尖塔の背景にある上弦の月
尖塔の背景にある上弦の月は、紫雲に隠れる。
月光は揺らぎながら、力を失っていく。
紫雲はやがて黒雲へと変じていく。
いつしか、空にたなびく数千もの銀糸は光を失い、儚く消えゆき、善信房さんが辛うじて片手で握る糸も、露ほどに溶けて、無常に消えていく。
一糸は、まさに一糸に在らず。
天に伸ばした善信房さんの唯一の手にも、幾重もの人の手が群がり、その身は尖塔に呑まれていった。
最後まで天に向け、固く握りしめられた拳には、何が握られていたのだろうか。
俺は震える心で、何を残してあげられたのだろうか。
何も持たぬ俺に、果たして何ができたというのだろうか。
天に月なく、雲もなく、夜が広がる。
上弦の月はいつしか、下弦の月として地に顕れる。
それは夜よりも深き闇として、ゆっくりと黒き半身を開いていく。
それは、釜の蓋をずらしながら開いていくように。
覗き込めば、闇より深き闇の、黒洞々たる世界。
熱なく、寒なく、阿鼻叫喚もなく。
ただ、無間。
長く深く沈み、そして俺は夢から覚めた。
暗闇の中、わずかに入る月明かりに五感は澄まされる。
見上げる天井には、昼間見た蜘蛛の気配は消えていた。
そばでは、小六と花里が安らかに寝息を揃えている。
俺の寝心地の悪さが、優しく背を撫でられるように救われる。
ふと善の姿を探すが、隣で寝ていたはずなのにいない。
俺は導かれるように床を離れて外に出る。
そこには、空を見上げる善が立っていた。
半月からの光に照らされて、その姿は淡く縁取られている。
俺は美しき静寂に触れて崩れることにためらい、何も語らず立ち尽くす。
月を覆う雲が流れ、俺に気づいた善が、夜を目覚めさせぬように小声で話す。
「眠れないのか、史郎」
俺はその問いかけに、「夢を見ていたんだ」とだけ答え、俺もまた空を見上げた。
雲間に見え隠れする半分の月を眺めながら、善が俺に問いかける。
「史郎、人はいつしか月に行けるのか」と。
そう言って、善は俺に光を宿した目を向ける。
俺は暗がりの中で、強く頷いた。
再び善は月を見上げ、「それは善信房さんが望むような月であればいいな」と、独り言のように呟いた。
永き旅路の果てに辿り着く場所。
彼は曰く、「念仏して地獄におちたりとも、さらに後悔すべからず候ふ。
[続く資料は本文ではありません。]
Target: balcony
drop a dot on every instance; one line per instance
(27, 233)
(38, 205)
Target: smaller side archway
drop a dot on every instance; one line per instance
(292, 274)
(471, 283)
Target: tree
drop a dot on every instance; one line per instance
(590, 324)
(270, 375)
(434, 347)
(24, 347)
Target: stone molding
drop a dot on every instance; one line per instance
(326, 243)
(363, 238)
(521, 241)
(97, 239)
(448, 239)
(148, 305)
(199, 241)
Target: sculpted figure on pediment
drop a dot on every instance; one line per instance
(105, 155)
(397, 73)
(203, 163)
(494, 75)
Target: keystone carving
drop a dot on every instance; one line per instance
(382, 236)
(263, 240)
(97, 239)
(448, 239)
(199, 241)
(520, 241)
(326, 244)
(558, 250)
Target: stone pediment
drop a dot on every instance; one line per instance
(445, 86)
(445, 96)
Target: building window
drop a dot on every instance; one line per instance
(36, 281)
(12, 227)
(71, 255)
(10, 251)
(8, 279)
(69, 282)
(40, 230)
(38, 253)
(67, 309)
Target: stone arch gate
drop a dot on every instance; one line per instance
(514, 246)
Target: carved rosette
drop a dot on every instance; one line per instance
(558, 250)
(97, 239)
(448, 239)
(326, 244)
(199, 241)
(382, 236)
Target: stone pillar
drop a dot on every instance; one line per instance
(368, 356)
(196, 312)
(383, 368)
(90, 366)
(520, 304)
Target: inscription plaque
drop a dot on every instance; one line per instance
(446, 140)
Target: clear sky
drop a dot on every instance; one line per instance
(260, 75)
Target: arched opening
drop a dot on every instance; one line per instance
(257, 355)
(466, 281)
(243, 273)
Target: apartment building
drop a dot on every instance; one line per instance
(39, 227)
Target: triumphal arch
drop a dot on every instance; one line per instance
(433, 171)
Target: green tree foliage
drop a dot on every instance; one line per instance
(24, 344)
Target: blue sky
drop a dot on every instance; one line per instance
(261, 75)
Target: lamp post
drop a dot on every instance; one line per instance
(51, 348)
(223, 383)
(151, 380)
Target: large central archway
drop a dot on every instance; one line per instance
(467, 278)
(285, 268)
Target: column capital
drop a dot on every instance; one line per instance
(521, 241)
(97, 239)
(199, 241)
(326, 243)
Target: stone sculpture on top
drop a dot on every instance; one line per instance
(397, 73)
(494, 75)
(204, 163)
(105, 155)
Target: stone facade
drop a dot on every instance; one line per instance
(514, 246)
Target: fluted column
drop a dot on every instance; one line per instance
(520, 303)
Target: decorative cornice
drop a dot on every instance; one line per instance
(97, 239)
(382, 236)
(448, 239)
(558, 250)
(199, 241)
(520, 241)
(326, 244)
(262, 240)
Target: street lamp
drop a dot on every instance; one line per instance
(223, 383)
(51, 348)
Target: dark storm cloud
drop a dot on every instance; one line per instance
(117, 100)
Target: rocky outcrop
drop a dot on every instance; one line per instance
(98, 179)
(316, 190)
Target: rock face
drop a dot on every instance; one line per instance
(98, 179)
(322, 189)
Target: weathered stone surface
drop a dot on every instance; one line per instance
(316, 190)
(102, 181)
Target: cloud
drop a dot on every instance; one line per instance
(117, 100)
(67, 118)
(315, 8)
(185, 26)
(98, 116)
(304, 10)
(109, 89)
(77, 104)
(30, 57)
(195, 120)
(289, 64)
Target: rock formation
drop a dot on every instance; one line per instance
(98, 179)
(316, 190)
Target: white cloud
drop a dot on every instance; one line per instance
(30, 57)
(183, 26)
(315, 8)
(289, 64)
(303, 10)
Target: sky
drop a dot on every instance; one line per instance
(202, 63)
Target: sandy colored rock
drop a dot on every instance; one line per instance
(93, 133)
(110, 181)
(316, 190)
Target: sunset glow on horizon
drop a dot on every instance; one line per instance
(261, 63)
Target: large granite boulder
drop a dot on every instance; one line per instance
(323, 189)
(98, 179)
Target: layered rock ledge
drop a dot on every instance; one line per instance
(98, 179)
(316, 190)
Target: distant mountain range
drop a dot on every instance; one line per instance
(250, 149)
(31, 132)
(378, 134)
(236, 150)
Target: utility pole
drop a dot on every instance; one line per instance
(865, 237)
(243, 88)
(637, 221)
」
彼の残した記述はそれほど多くはなく、善との語らいは夢の如く消えていく。
善もまた、彼との一夜について何も記さなかった。
夜は戸惑いながらも更けていく。
月もまた雲に迷い、戸惑う。
そして彼が一人の宗祖にして聖人と称えられた善信房親鸞とは、俺は何も知らない。